Je n’ai pas l’intention de lire Postérité, pour deux raisons : j’ai lu d’une part des mots assez sévères le concernant (blog de Didier Goux), et d’autre part on suit pas à pas, dans ce même deuxième volume, la mise au point, la composition, l’élaboration du « roman ». L’impression qui découle de tout ça est celle d’un vague brouet informe et confus. 

J’avoue que la seule lecture du « Journal » ne m’a guère donné envie d’aller y voir de plus près. Les cinq cents pages du roman ont à elles seules un aspect dissuasif : Postérité n’est pas Guerre et Paix.
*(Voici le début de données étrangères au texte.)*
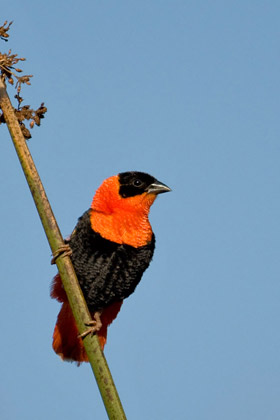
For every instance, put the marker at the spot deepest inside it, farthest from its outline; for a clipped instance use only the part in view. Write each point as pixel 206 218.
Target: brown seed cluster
pixel 9 72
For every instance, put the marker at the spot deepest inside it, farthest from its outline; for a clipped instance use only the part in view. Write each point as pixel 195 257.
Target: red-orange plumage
pixel 65 337
pixel 112 245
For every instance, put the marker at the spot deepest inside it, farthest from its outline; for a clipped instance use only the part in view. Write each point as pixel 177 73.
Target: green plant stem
pixel 76 299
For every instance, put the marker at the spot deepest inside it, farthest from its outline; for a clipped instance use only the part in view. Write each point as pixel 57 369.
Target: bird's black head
pixel 136 183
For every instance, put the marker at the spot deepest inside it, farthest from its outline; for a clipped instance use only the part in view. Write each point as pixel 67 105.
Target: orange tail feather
pixel 66 342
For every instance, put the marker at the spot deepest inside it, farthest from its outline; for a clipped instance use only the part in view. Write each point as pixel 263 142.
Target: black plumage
pixel 107 272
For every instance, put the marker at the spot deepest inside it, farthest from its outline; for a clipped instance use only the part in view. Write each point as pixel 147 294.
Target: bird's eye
pixel 137 183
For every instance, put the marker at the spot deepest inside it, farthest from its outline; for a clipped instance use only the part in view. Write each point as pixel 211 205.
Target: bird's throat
pixel 122 227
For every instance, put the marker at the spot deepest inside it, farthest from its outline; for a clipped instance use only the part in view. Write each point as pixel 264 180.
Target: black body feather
pixel 107 272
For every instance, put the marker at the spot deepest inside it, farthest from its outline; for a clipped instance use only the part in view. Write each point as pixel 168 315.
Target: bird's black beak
pixel 157 188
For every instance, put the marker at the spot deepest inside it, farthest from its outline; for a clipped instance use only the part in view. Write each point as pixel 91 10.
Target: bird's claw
pixel 62 251
pixel 95 325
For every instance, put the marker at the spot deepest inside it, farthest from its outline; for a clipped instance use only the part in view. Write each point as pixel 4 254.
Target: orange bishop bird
pixel 112 245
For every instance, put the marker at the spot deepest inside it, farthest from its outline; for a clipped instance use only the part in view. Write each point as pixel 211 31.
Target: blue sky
pixel 189 92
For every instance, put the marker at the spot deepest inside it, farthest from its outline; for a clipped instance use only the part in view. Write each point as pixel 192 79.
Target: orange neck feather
pixel 121 220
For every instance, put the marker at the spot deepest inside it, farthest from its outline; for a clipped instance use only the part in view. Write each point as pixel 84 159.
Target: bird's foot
pixel 94 325
pixel 62 251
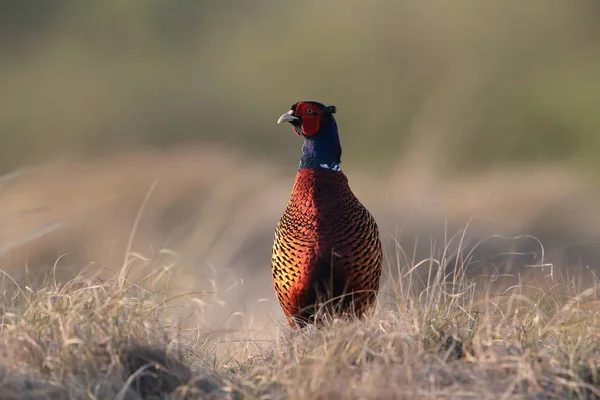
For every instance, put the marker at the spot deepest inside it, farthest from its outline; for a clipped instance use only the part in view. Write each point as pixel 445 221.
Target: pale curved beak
pixel 287 117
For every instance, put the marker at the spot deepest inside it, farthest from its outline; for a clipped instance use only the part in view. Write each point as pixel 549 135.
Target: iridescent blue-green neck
pixel 323 150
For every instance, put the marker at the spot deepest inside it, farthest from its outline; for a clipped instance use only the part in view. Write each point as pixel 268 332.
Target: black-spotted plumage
pixel 327 252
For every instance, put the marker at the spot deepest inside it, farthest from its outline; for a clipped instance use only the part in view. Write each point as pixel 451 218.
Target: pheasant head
pixel 315 122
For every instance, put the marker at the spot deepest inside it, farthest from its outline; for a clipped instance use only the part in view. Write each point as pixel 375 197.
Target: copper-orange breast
pixel 326 248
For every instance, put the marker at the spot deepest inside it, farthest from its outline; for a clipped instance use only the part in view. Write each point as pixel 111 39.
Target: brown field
pixel 145 274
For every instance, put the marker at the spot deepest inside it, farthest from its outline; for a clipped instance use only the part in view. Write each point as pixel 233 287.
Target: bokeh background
pixel 476 119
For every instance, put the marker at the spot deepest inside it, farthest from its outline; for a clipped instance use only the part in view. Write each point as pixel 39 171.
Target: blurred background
pixel 470 118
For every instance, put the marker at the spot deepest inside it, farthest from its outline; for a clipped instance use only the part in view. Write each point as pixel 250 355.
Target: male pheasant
pixel 327 253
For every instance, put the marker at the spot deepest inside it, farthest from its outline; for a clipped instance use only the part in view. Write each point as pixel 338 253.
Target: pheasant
pixel 327 253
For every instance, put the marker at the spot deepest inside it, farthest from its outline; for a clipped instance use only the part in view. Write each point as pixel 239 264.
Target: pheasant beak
pixel 288 117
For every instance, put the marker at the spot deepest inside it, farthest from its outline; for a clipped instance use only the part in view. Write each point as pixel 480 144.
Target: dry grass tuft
pixel 93 339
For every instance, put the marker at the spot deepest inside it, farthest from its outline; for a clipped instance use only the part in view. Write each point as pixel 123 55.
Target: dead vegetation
pixel 94 339
pixel 201 321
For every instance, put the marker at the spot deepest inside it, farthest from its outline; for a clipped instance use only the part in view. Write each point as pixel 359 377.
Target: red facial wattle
pixel 310 124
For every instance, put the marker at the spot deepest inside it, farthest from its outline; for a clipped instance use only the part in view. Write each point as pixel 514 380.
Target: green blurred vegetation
pixel 469 84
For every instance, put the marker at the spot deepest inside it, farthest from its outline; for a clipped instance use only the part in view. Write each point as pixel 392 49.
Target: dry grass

Le plus étonnant, c’est que l’auteur est catastrophé par le silence qui entoure la parution de son ouvrage, mais un silence qu’il tend à assimiler à un complot contre lui, à cause d’on ne sait quels « tabous » qui, heurtant l’époque de plein fouet, le rendraient inadmissible et, de ce fait, maudit. 

Et c’est là, finalement, que se trouve l’intérêt principal de ce « Journal intime » : il nous montre une sorte d’indétermination, d’hésitation. Philippe Muray voit grand, très grand. Il rêve de fondre en un seul lingot littéraire les deux genres que sont l’essai et le roman. Et disons-le, il n’y arrive pas. En effet, qu’il s’agisse du 19ème siècle à travers les âges (1984) ou de Postérité (1988), il croit abattre la cloison qui sépare l’un et l’autre, mais il n’en fait rien de vraiment digeste. 

Le problème, c’est qu’il veut mettre du roman dans l’essai (Le 19ème), et de l’essai (de la démonstration, si l’on préfère) dans Postérité. : « Le prologue de Postérité, quelques paragraphes sur la pensée, est important. Il signifie : ce n’est pas parce que je commence un roman que, à l’imitation de la plupart des écrivains, je vais renoncer à penser » (II, p.178). Il a beau soutenir mordicus l’intérêt de cette « innovation », ça ne marche pas. 

Dans Le 19ème, livre génial d’un certain côté, le lecteur est frappé par l’originalité des analyses, par des trouvailles qui éclairent tout sous un jour nouveau, mais il est horripilé par la boursouflure de l’expression, qui champignonne à plaisir en cellules proliférantes, d’où les 700 pages, à comparer aux plus de 500 de Postérité : Muray aime faire des gros livres. 

C’est un aspect curieux, d’ailleurs, de ce Journal : je ne sais combien de fois il mentionne le nombre des pages qu’il a écrites, le nombre des pages qu’il envisage, le labeur auquel il faut qu’il se tienne pour « tenir ses délais » : « D’après mes calculs, si j’écris 700 pages, tout devrait être tapé fin juin » (28 février 1987). La quantité semble parfois faire office d’horizon. Ce n’est pas ce qu’il y a de mieux. 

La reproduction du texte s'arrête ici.